Results: Fatigue severity was not related to haemoglobin levels, serum albumin or dialysis vintage. In hierarchical regression models, demographic and clinical factors explained 20% of the variance in fatigue (ethnicity, body mass index, exercise, log C-reactive protein and multimorbidity). Psychological distress (beta=0.21, p<0.01), negative beliefs about fatigue (beta=0.10, p=0.01) and unhelpful behaviours (all-or-nothing behaviour [beta=0.28, p<0.01] and avoidance [beta=0.16, p<0.01]) explained an additional 36.4% of the variance. Fatigue-related impairment was associated with psychological distress, perceptions that symptoms indicate damage, avoidance behaviour and the level of fatigue severity.
Conclusion: Patients’ mood, beliefs and behaviours are associated with fatigue in dialysis patients. Psychological interventions to alter these factors may reduce fatigue severity and fatigue-related disability in ESKD patients.

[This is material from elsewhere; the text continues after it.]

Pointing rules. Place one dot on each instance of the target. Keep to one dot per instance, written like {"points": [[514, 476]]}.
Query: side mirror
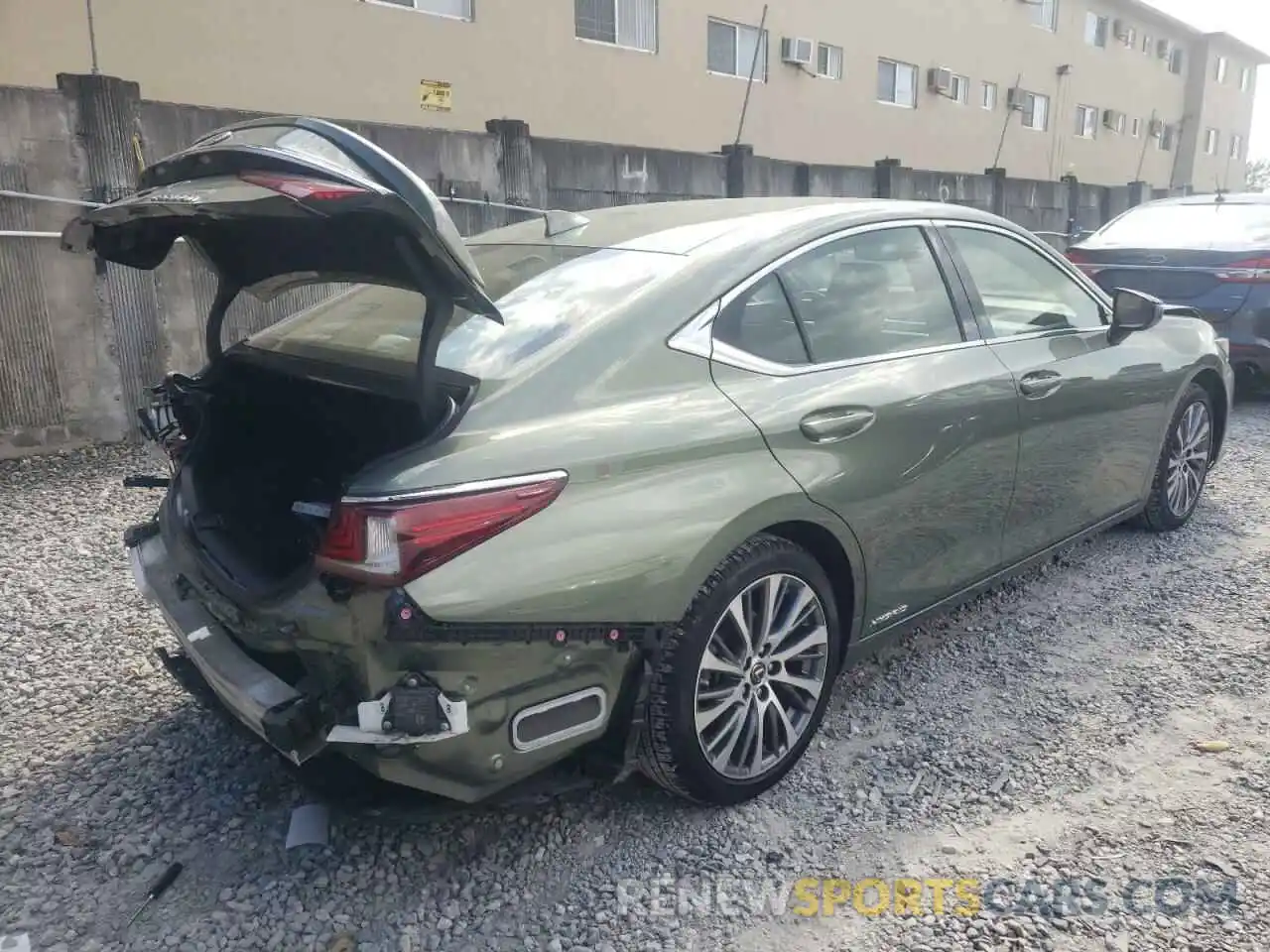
{"points": [[1133, 311]]}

ANNOTATION (Zimbrean & Novak)
The Finding: Compared to the general population, patients with schizophrenia were less likely to develop ESRD. Patients with schizophrenia at the pre-ESRD stage received suboptimal pre-dialysis renal care (were less likely to visit nephrologists, received fewer erythropoietin prescriptions) and had a higher risk of hospitalization in the first year after starting dialysis.
Strengths and Weaknesses: This is a cohort study of a national database of ESRD patients which compared the incidence of ESRD, the mortality, and the medical care of ESRD patients with schizophrenia and ESRD patients without schizophrenia. The main limitation of the study is lack of evaluation of the treatment factor (patients who were receiving treatment for schizophrenia versus those who were not).
Relevance: This study points toward a need for a closer collaboration between psychiatrists and nephrologists or internists to minimize the gaps in quality of general care for patients with schizophrenia and ESRD.
Schizophrenia is closely associated with cardiovascular risk factors which are consequently attributable to the development of chronic kidney disease and end-stage renal disease (ESRD). However, no study has been conducted to examine ESRD-related epidemiology and quality of care before starting dialysis for patients with schizophrenia. By using nationwide health insurance databases, we identified 54,361 ESRD-free patients with schizophrenia and their age-/gender-matched subjects without schizophrenia for this retrospective cohort study (the schizophrenia cohort). We also identified a cohort of 1,244 adult dialysis patients with and without schizophrenia (1:3) to compare quality of renal care before dialysis and outcomes (the dialysis cohort). Cox proportional hazard models were used to estimate the hazard ratio (HR) for dialysis and death. Odds ratio (OR) derived from logistic regression models were used to delineate quality of pre-dialysis renal care. Compared to general population, patients with schizophrenia were less likely to develop ESRD (HR = 0.6; 95% CI 0.4-0.8), but had a higher risk for death (HR = 1.2; 95% CI, 1.1-1.3). Patients with schizophrenia at the pre-ESRD stage received suboptimal pre-dialysis renal care; for example, they were less likely to visit nephrologists (OR = 0.6; 95% CI, 0.4-0.8) and received fewer erythropoietin prescriptions (OR = 0.7; 95% CI, 0.6-0.9). But they had a higher risk of hospitalization in the first year after starting dialysis (OR = 1.4; 95% CI, 1.0-1.8, P < .05). Patients with schizophrenia undertaking dialysis had higher risk for mortality than the general ESRD patients. A closer collaboration between psychiatrists and nephrologists or internists to minimize the gaps in quality of general care is recommended.